Exciting news today! This blog now resides at thenailasaurus.com! I’ve always wanted my own domain and after two years I finally decided today was the day to fix that.
For some reason, I had it in my head that it would be complicated and expensive. It wasn’t! I don’t know how it works on other platforms, but it turns out Google will pretty much do it all for you for $12.30 a year. All you have to do is go to your basic settings in dashboard and follow the steps. Easy as pie and just as satisfying!
So yesterday I hinted that I’d be elaborating on the technique I used for my gradient nails. And today, as promised, I’ve written a detailed picture tutorial for you guys. Enjoy!
UPDATE: Here’s a video version!
What You’ll Need
Two colour polishes and a top coat
You can choose colours that compliment or go bold and pick two that clash. Experiment with different combinations and see what works.
A sponge, a plastic sheet and toothpicks
I bought a big bathroom sponge and I just cut sections off when I need them. The sections don’t have to be perfectly cut, as long as one side is flat it will work. You can use absolutely any sponge – a make-up sponge, washing up sponge or any other kind of sponge you can find.
If you don’t have any of these plastic wallets in the house, raid the kitchen cupboards for some foil or baking paper.
How to do Gradient Nails
Using the lightest of the two colours, paint your nails and wait for it to dry completely.
On a flat surface, paint a generous amount of the colours right next to each other on to the plastic. Make sure they’re just about touching at the edges.

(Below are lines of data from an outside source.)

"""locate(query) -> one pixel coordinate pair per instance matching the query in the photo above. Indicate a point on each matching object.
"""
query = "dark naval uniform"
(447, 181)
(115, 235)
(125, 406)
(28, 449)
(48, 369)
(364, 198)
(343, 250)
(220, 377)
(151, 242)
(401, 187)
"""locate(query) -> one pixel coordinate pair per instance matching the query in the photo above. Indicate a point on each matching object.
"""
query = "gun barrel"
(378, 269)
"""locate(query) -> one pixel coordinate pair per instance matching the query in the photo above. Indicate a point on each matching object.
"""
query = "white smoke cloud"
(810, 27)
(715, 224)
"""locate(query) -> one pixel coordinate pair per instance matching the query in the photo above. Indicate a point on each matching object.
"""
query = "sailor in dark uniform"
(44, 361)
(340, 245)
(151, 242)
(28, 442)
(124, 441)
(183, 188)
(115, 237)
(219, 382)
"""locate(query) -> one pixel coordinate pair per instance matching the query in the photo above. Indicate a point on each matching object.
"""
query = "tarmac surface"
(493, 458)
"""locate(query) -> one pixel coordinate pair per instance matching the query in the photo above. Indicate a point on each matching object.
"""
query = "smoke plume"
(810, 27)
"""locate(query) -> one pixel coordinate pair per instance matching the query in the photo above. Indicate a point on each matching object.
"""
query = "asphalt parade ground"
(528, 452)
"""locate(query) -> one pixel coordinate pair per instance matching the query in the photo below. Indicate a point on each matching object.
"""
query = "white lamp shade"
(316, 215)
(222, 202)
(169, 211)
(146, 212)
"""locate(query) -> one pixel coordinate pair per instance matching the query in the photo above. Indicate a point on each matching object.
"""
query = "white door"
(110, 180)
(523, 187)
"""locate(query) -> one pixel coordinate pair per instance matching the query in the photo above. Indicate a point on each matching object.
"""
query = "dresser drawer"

Using a toothpick, swirl the two colours together where they meet. The area where they mix will determine the length of the graduation. So if you want a long graduation, mix a bigger section of the colours, if you want less of a fade, just mix them together a tiny bit.
Take your sponge and dab it directly down on to the polish a few times.
Dab the sponge directly down on to your nail. Keep dabbing lightly and moving it very slightly up and down your nail.
You can repeat this step as many times as you need to. Just make sure each layer is completely dry before sponging again otherwise you will start smudging the underneath layers and ruin the whole thing.
Add a topcoat. Or two or three! The sponging makes this mani very bumpy so you may need a couple of topcoats just to even out the surface.
Clean up all the excess using a brush dipped in acetone or polish remover. I use a q-tip dipped in remover for the big bits I can reach on my skin, then a small brush in pure acetone as I get closer to my nail and to make a crisp line near the cuticles.